Но «Тринити» всегда стояла между ними. И еще больше, чем «Тринити», сам «Виджилс». Главное, что когда они просто говорили об этой школе, то в их разговоре все чаще и чаще начинали возникать паузы. В конце концов, Оби все время был вынужден вести себя осторожно, боясь потерять ее и натворить что-либо, что оттолкнет ее от него прочь, и дистанция между ними снова возрастала, как и тогда — в тот их первый вечер на танцплощадке.

А сейчас она была рядом, в машине. Закрываясь от него в этой веселой игре, реагируя, волнуясь, теряя дыхание, она становилась все дальше.

— Оби, пожалуйста…

— Еще минуту, — прошептал он.

— Для твоего же блага, — сказала она, но он мог слышать в ее голосе хрипотцу, всегда выдающую ее желание.
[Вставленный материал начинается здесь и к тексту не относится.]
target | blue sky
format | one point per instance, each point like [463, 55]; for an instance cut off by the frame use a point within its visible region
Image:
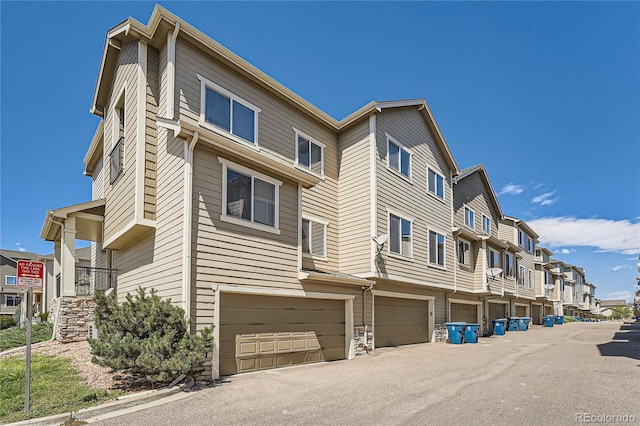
[545, 94]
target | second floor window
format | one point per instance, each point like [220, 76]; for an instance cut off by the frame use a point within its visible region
[436, 248]
[399, 235]
[469, 218]
[228, 112]
[435, 183]
[309, 153]
[398, 157]
[249, 198]
[314, 237]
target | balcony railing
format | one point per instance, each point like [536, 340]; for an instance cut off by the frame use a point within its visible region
[90, 280]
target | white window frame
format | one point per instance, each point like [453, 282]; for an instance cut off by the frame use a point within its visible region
[498, 257]
[13, 297]
[469, 218]
[466, 261]
[401, 147]
[512, 272]
[436, 175]
[444, 252]
[402, 217]
[205, 84]
[486, 224]
[314, 141]
[226, 164]
[325, 224]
— Мне нужно досчитать до шестидесяти.

Он проговаривал слова так, словно упаковывал в них нежность и деликатность. Его пальцы шевелились, словно нажимая клавиши какого-то волшебного инструмента.

Спустя момент-другой она снова останавливалась, отворачиваясь и отталкивая его прочь.

— Так много и так сразу, — сказала она довольно грубо, и он ослабил объятья. Каждый раз, проходя все это, Оби был в ужасе. У него было чувство, что в последнюю минуту что-нибудь будет не так, все испортится, и он унизится прямо у нее на глазах. Он старался не рисковать. И, несмотря на его страстный протест такому концу, был благодарен Лауре за ее предостережение, за ограничения, которые она каждый раз расставляла.

Нежно обняв, он прошептал:

— Я тебя люблю…

Она расплющила руками щеки — покорный жест, почти вышибающий слезы из его глаз.